Why 'Super-Earth' Alien Worlds May Be Unlikely to Support Life
So-called "super-Earth" alien worlds may bear little resemblance to our own home planet and thus could be less likely to support life than previously believed, a new study suggests.
Super-Earths — alien planets bigger than Earth, but containing less than 10 times its mass — may be undifferentiated hunks of rock, possessing neither a mantle nor a core, researchers found. Super-Earths may also lack magnetic fields, which help protect life on our planet by shielding it from harmful radiation.
The scientists modeled the thermal evolution of rocky super-Earths, whose internal pressures are many times greater than those found in Earth's interior. Such high pressures lead to large viscosities and high melting temperatures, the team discovered — and these characteristics can have negative influences on a planet's habitability.

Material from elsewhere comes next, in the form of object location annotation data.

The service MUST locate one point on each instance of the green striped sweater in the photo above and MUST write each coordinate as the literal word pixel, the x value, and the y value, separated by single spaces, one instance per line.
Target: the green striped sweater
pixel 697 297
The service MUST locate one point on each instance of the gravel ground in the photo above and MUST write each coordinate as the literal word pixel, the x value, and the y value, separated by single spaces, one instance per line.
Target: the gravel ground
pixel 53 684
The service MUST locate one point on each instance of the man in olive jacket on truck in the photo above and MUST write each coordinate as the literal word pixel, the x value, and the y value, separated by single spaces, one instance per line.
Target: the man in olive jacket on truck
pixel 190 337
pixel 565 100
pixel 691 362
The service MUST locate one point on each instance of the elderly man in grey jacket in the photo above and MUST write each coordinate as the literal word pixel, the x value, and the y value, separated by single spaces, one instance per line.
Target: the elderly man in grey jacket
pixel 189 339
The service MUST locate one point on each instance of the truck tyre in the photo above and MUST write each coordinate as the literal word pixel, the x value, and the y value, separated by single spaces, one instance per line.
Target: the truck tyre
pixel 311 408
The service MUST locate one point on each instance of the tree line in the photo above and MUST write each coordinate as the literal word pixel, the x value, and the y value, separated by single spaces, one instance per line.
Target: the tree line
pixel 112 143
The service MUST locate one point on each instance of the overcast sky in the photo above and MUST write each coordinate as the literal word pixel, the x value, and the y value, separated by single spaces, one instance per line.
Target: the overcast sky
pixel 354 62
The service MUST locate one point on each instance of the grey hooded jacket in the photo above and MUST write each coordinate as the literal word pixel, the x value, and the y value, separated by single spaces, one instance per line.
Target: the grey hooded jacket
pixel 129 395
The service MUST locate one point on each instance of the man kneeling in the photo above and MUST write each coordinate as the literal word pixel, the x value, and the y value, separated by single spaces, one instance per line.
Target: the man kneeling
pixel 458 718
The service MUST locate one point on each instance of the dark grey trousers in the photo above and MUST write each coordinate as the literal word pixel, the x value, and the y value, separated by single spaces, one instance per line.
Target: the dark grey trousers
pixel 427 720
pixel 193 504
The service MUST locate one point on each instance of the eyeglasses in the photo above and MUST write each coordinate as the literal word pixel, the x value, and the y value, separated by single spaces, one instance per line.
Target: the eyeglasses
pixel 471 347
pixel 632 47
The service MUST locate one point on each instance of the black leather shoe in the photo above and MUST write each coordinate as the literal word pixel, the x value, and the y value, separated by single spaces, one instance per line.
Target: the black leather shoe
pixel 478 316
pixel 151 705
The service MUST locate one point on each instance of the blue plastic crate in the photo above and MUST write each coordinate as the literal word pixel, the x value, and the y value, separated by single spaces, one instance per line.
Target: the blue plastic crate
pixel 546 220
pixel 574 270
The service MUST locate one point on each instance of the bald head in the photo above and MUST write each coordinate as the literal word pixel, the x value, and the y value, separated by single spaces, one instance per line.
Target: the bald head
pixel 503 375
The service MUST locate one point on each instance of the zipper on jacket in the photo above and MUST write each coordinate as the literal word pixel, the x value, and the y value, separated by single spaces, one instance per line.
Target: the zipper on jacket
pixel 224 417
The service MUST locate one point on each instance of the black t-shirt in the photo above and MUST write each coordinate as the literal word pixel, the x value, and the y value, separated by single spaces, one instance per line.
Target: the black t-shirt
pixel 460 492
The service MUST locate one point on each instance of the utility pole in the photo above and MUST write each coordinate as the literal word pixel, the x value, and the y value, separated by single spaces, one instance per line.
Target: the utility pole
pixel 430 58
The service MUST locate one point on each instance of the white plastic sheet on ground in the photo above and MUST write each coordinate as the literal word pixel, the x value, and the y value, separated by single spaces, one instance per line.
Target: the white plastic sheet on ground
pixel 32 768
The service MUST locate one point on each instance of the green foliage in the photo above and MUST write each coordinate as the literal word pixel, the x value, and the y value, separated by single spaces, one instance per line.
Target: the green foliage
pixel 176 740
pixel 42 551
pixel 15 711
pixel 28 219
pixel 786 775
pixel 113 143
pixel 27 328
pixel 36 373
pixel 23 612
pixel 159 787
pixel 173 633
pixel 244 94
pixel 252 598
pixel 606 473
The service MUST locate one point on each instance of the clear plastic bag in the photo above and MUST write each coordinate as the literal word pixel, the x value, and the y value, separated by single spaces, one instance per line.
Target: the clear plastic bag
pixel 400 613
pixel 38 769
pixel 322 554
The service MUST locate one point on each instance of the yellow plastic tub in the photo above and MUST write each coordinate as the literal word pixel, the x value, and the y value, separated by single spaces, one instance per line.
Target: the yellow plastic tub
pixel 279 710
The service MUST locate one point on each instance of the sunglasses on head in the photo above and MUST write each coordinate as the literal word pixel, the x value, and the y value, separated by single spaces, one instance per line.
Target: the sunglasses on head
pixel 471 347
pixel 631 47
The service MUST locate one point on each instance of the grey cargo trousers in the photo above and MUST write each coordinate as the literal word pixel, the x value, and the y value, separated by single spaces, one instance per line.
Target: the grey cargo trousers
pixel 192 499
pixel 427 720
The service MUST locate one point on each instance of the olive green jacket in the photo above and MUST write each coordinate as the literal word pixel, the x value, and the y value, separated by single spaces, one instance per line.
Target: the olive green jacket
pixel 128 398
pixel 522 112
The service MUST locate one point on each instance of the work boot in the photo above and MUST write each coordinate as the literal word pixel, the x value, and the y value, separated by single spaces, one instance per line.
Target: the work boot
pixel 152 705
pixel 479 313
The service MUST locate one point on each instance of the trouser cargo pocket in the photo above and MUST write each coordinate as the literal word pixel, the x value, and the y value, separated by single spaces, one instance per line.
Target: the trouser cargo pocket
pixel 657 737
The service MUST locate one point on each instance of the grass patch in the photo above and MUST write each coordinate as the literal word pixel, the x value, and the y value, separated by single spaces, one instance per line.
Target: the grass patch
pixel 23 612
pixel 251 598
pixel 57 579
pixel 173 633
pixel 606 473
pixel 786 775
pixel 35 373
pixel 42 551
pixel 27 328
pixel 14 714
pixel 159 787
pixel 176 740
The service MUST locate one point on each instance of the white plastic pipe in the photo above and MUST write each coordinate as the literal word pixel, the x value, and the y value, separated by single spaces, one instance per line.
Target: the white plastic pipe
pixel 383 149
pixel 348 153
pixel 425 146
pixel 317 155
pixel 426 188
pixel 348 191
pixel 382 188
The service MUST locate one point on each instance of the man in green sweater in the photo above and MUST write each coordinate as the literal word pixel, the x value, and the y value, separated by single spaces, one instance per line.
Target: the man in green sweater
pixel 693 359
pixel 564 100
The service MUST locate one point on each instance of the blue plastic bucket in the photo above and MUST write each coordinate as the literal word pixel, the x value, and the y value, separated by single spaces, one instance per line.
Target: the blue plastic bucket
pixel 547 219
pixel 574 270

For example, the team's calculations suggest that super-Earths may not be separated into a rocky mantle and metallic core like our planet is. [The Strangest Alien Planets]
“Current understanding is that the terrestrial planets in our solar system formed rapidly — in about the first 50 million years," Vlada Stamenkovic, of the Massachusetts Institute of Technology, said in a statement.
"The timescale of core formation depends strongly on viscosity," Stamenkovic added. "The high melting temperatures and the large viscosities that we’ve calculated for super-Earths suggest either a slow core formation or no core formation at all."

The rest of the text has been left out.